Es imperiosa, pues, la necesidad de distinguir entre los conceptos de droga y enteógeno. Al menos tres aspectos son fundamentales para establecer las diferencias culturales en los usos de las llamadas sustancias psicoactivas:
En primer lugar, la procedencia del producto que va a consumirse, que puede ser natural o artificial, que puede tener su origen en la aridez del desierto, la humedad del bosque, o en la industria química. El consumo de plantas que han sido consideradas sagradas por las más diversas culturas en todo el mundo y en todos los tiempos ha hecho posible que esta flora psicoactiva sea portadora de una tradición mítico-religiosa y de un vínculo, mediante la ebriedad extática, con diversas deidades y seres sobrenaturales, cosa que no sucede con los productos que provienen de la industria química, de un mundo desacralizado e inmerso en la lógica del mercado.
En algunos casos, como entre los mazatecos, los coras y los huicholes, las plantas divinizadas son la encarnación misma de antiguas deidades que personifican la naturaleza.
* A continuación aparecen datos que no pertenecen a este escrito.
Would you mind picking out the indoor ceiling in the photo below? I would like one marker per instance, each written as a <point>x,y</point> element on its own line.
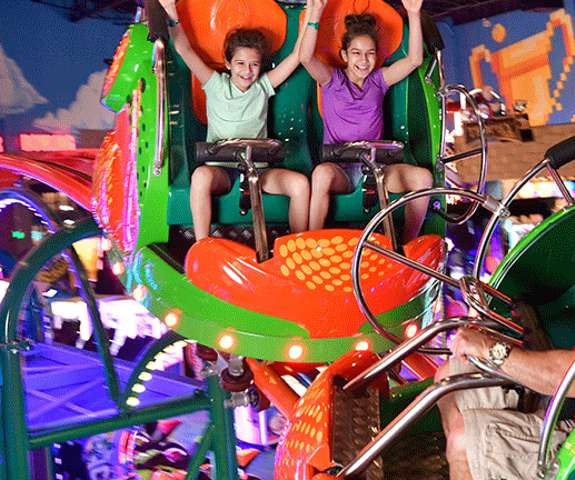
<point>460,11</point>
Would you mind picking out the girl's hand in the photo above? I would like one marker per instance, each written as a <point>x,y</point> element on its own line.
<point>412,6</point>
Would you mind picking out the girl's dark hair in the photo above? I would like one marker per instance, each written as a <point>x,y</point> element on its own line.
<point>358,25</point>
<point>247,38</point>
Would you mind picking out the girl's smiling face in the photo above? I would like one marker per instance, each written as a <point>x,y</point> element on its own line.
<point>360,56</point>
<point>245,67</point>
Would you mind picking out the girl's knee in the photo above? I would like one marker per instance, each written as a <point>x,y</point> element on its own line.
<point>202,177</point>
<point>299,185</point>
<point>324,176</point>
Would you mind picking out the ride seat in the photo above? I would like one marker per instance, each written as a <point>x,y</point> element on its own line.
<point>406,106</point>
<point>206,25</point>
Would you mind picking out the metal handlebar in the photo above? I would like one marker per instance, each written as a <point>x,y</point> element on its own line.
<point>486,202</point>
<point>421,405</point>
<point>443,94</point>
<point>545,164</point>
<point>159,66</point>
<point>551,417</point>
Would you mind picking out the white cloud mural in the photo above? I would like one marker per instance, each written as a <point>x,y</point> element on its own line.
<point>84,112</point>
<point>16,93</point>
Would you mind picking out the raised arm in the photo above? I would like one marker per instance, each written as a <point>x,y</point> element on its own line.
<point>286,67</point>
<point>319,71</point>
<point>183,47</point>
<point>402,68</point>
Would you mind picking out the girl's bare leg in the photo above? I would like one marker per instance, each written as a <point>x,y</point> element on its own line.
<point>407,178</point>
<point>206,181</point>
<point>326,178</point>
<point>280,181</point>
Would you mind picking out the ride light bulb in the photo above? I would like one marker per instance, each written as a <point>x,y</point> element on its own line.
<point>118,268</point>
<point>411,330</point>
<point>295,351</point>
<point>140,293</point>
<point>226,341</point>
<point>362,346</point>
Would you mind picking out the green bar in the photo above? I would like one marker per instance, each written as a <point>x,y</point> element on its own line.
<point>14,416</point>
<point>158,411</point>
<point>102,340</point>
<point>201,451</point>
<point>224,444</point>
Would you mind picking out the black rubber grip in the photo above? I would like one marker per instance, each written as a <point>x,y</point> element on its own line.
<point>157,20</point>
<point>562,153</point>
<point>431,34</point>
<point>212,152</point>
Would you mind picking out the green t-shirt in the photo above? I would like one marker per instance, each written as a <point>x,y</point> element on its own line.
<point>236,114</point>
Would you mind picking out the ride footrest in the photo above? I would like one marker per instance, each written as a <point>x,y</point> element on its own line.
<point>417,456</point>
<point>355,422</point>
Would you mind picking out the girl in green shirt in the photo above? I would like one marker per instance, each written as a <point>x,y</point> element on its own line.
<point>237,105</point>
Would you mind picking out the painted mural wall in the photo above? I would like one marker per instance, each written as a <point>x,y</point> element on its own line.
<point>523,56</point>
<point>51,71</point>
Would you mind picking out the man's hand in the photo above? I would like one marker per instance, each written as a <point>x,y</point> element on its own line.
<point>317,6</point>
<point>470,341</point>
<point>412,6</point>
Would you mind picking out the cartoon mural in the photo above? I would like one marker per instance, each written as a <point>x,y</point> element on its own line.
<point>523,55</point>
<point>523,69</point>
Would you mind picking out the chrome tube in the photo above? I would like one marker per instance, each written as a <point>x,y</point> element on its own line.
<point>551,418</point>
<point>560,185</point>
<point>374,223</point>
<point>483,139</point>
<point>382,195</point>
<point>472,291</point>
<point>159,66</point>
<point>406,348</point>
<point>260,234</point>
<point>421,405</point>
<point>490,227</point>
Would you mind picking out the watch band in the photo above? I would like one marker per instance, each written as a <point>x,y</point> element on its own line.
<point>499,352</point>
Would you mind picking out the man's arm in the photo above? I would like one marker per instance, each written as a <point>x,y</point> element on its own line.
<point>397,71</point>
<point>540,371</point>
<point>183,47</point>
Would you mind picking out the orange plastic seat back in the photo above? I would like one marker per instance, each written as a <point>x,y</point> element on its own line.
<point>207,22</point>
<point>332,28</point>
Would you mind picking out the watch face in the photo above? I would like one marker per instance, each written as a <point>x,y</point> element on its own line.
<point>499,351</point>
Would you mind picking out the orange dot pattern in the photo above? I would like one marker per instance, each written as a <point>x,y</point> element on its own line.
<point>324,264</point>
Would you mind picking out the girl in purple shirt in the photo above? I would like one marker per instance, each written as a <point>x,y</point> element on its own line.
<point>352,100</point>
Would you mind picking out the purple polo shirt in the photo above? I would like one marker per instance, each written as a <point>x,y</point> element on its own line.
<point>351,113</point>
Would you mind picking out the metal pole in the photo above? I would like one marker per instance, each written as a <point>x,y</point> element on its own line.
<point>224,441</point>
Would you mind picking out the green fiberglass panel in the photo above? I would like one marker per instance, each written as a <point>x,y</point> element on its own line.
<point>138,52</point>
<point>205,318</point>
<point>540,267</point>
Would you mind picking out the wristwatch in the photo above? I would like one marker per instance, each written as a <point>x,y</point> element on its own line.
<point>499,352</point>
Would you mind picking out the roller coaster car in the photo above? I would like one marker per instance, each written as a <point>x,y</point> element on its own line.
<point>293,302</point>
<point>349,424</point>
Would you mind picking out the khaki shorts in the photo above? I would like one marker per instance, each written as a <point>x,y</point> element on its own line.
<point>501,444</point>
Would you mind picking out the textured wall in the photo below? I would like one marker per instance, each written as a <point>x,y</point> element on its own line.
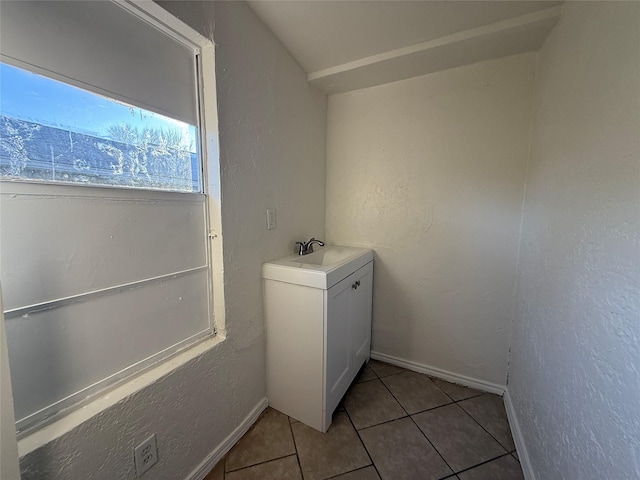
<point>272,136</point>
<point>429,172</point>
<point>575,369</point>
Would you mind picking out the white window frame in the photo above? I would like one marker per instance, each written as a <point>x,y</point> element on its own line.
<point>210,179</point>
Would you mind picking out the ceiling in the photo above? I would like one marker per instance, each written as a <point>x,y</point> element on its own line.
<point>346,45</point>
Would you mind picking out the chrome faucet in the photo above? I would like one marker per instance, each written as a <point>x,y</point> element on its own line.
<point>305,248</point>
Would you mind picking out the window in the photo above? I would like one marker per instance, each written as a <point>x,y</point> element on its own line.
<point>105,216</point>
<point>54,132</point>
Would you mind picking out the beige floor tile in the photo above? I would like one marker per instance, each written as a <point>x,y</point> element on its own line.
<point>370,403</point>
<point>217,473</point>
<point>382,369</point>
<point>365,374</point>
<point>415,391</point>
<point>324,455</point>
<point>281,469</point>
<point>367,473</point>
<point>268,439</point>
<point>456,392</point>
<point>458,438</point>
<point>503,468</point>
<point>399,451</point>
<point>488,410</point>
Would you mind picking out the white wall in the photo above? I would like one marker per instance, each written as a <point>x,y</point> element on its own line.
<point>575,368</point>
<point>429,172</point>
<point>272,135</point>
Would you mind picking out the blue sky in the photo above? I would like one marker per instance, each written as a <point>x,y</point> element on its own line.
<point>36,98</point>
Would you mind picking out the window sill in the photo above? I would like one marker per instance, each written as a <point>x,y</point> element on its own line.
<point>75,418</point>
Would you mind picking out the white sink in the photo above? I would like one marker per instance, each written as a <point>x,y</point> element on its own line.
<point>321,269</point>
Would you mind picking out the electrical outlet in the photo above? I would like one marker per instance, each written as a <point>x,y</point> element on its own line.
<point>146,455</point>
<point>271,218</point>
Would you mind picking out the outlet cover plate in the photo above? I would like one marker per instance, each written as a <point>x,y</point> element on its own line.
<point>146,455</point>
<point>271,218</point>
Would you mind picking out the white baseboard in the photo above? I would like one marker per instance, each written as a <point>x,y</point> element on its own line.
<point>443,374</point>
<point>518,439</point>
<point>221,450</point>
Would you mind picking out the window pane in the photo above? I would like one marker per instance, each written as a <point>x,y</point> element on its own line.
<point>54,132</point>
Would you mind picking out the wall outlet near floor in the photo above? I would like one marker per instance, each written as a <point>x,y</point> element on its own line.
<point>146,455</point>
<point>271,218</point>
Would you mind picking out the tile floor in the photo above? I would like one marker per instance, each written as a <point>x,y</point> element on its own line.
<point>392,424</point>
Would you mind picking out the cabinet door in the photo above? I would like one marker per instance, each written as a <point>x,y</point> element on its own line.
<point>338,345</point>
<point>361,299</point>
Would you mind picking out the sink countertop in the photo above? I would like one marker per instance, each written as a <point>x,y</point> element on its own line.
<point>321,269</point>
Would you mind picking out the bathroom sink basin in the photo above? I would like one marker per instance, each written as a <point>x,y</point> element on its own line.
<point>321,269</point>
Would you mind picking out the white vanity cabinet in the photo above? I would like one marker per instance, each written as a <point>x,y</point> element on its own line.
<point>319,335</point>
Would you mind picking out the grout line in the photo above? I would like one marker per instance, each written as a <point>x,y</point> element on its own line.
<point>260,463</point>
<point>351,471</point>
<point>482,463</point>
<point>362,443</point>
<point>490,434</point>
<point>416,425</point>
<point>434,447</point>
<point>295,446</point>
<point>381,423</point>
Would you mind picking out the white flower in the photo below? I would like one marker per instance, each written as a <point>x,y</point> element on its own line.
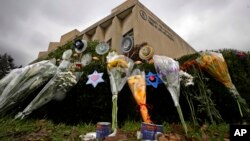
<point>186,78</point>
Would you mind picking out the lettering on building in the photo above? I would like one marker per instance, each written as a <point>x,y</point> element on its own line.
<point>160,27</point>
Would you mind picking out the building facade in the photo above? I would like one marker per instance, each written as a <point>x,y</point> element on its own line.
<point>134,19</point>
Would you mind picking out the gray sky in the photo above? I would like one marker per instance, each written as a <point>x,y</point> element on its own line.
<point>27,26</point>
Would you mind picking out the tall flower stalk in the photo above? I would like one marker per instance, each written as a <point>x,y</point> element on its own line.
<point>119,68</point>
<point>168,71</point>
<point>216,66</point>
<point>137,85</point>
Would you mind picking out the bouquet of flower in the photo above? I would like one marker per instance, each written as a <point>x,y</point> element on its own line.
<point>23,81</point>
<point>119,68</point>
<point>168,71</point>
<point>216,66</point>
<point>137,85</point>
<point>60,84</point>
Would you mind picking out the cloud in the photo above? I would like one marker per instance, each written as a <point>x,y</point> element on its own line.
<point>28,26</point>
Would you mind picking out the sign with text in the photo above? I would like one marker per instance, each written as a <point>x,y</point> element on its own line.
<point>239,132</point>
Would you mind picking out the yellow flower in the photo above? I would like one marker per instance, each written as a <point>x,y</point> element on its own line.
<point>117,63</point>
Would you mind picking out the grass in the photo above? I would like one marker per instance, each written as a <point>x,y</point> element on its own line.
<point>30,129</point>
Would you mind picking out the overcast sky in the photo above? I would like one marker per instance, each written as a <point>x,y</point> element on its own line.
<point>27,26</point>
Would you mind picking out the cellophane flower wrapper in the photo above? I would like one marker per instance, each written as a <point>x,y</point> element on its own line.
<point>6,80</point>
<point>137,85</point>
<point>168,71</point>
<point>119,68</point>
<point>216,66</point>
<point>24,82</point>
<point>60,84</point>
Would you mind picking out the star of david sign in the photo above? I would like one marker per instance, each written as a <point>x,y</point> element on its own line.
<point>95,78</point>
<point>153,79</point>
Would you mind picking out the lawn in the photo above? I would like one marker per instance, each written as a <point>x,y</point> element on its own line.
<point>46,130</point>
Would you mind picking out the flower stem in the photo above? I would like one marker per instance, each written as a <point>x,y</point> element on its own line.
<point>114,113</point>
<point>182,118</point>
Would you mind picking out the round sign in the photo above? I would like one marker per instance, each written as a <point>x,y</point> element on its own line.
<point>80,45</point>
<point>102,48</point>
<point>146,52</point>
<point>127,44</point>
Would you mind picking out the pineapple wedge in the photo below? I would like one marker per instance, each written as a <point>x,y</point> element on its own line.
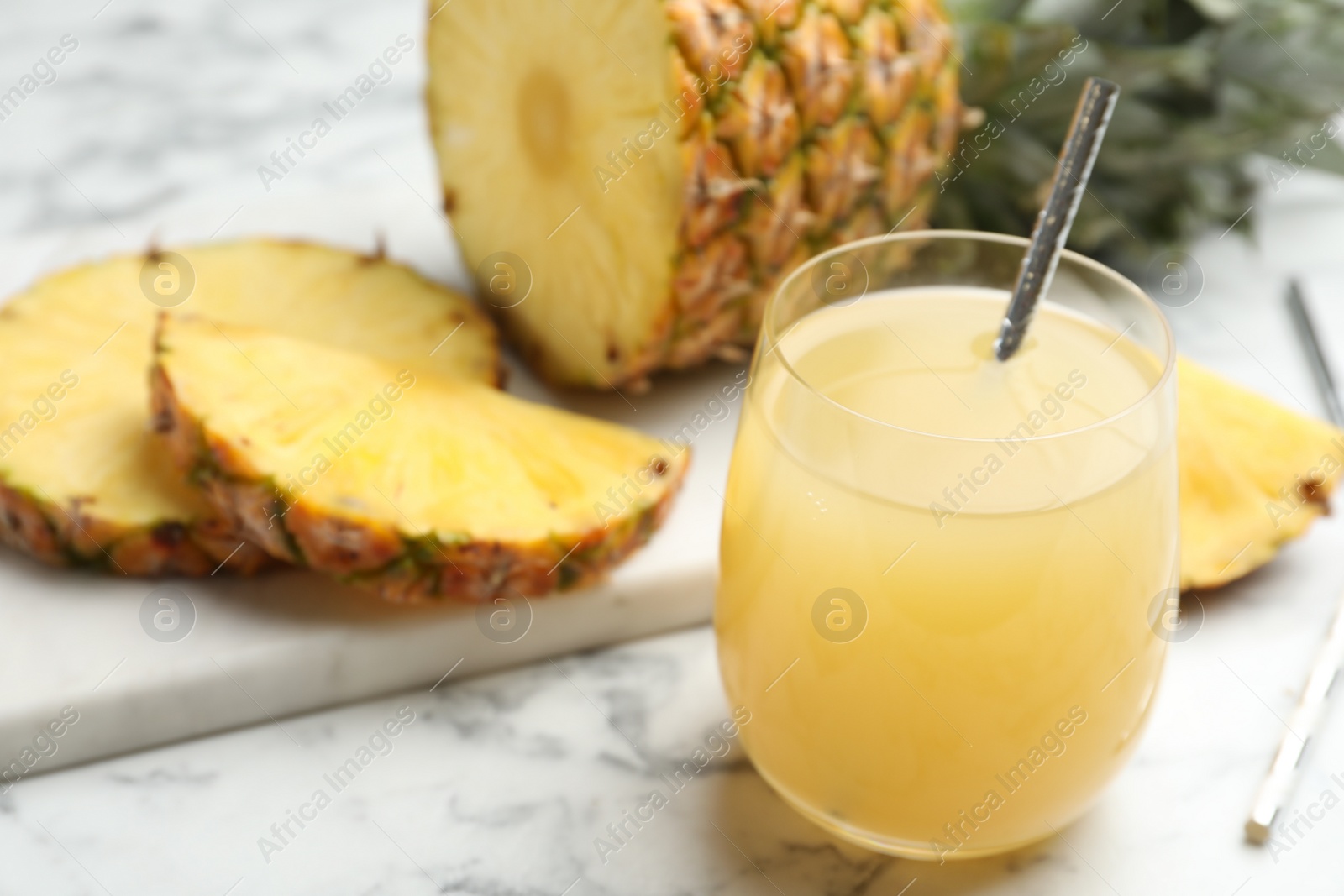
<point>82,476</point>
<point>1253,476</point>
<point>631,179</point>
<point>413,485</point>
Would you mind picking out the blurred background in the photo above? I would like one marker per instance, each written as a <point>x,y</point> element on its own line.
<point>504,781</point>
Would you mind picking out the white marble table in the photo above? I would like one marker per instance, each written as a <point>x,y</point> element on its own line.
<point>501,783</point>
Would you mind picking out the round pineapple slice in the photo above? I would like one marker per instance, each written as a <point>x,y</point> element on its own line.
<point>403,483</point>
<point>82,477</point>
<point>631,179</point>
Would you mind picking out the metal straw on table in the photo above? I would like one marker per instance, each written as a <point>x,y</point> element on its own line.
<point>1310,705</point>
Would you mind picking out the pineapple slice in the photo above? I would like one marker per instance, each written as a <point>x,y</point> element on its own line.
<point>407,484</point>
<point>629,181</point>
<point>1253,476</point>
<point>81,473</point>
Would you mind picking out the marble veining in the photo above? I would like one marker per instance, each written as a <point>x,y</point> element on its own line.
<point>503,783</point>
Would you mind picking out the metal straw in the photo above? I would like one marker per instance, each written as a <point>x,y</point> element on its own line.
<point>1315,355</point>
<point>1066,192</point>
<point>1307,714</point>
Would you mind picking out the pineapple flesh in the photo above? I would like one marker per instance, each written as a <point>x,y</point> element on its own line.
<point>629,181</point>
<point>82,474</point>
<point>405,483</point>
<point>1253,476</point>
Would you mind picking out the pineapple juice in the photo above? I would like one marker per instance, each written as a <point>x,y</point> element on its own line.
<point>938,570</point>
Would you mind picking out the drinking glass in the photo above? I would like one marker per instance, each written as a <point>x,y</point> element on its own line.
<point>945,578</point>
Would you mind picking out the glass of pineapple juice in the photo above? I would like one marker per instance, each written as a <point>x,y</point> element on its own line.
<point>941,574</point>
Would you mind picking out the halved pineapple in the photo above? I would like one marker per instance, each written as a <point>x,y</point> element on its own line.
<point>409,484</point>
<point>631,179</point>
<point>1253,476</point>
<point>82,479</point>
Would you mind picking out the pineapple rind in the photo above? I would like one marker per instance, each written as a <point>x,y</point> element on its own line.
<point>862,92</point>
<point>1247,485</point>
<point>382,555</point>
<point>150,527</point>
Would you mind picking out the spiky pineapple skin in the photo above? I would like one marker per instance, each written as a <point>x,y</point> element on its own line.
<point>800,127</point>
<point>376,557</point>
<point>71,537</point>
<point>80,532</point>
La segunda diferencia tiene que ver con la finalidad con la cual se realiza el consumo. Si se trata de un ritual mágico-religioso con fines terapéuticos o adivinatorios, evidentemente el propósito es muy distinto al de un consumo de sustancias cuyas motivaciones son más bien placenteras, lúdicas o destinadas a satisfacer una adicción. Esto se vincula estrechamente con el tercer aspecto que se refiere a los efectos individuales y colectivos que se derivan del consumo de drogas provenientes de la industria, por un lado, y de plantas enteogénicas por el otro. En un extremo, en las ciudades modernas, encontramos el consumo hedonista y festivo que puede conducir, mediante el exceso del consumo compulsivo, a la adicción, la marginación, y en el peor de los casos a su vinculación con la delincuencia y la persecución policíaca. En el otro polo, en los pueblos indígenas, encontramos una experiencia místico-terapéutica personal y colectiva, así como la adaptación del consumo de enteógenos a la vida comunal; tal es el caso, entre otros, de la ingestión ritual del peyote en los coras, tarahumaras y huicholes.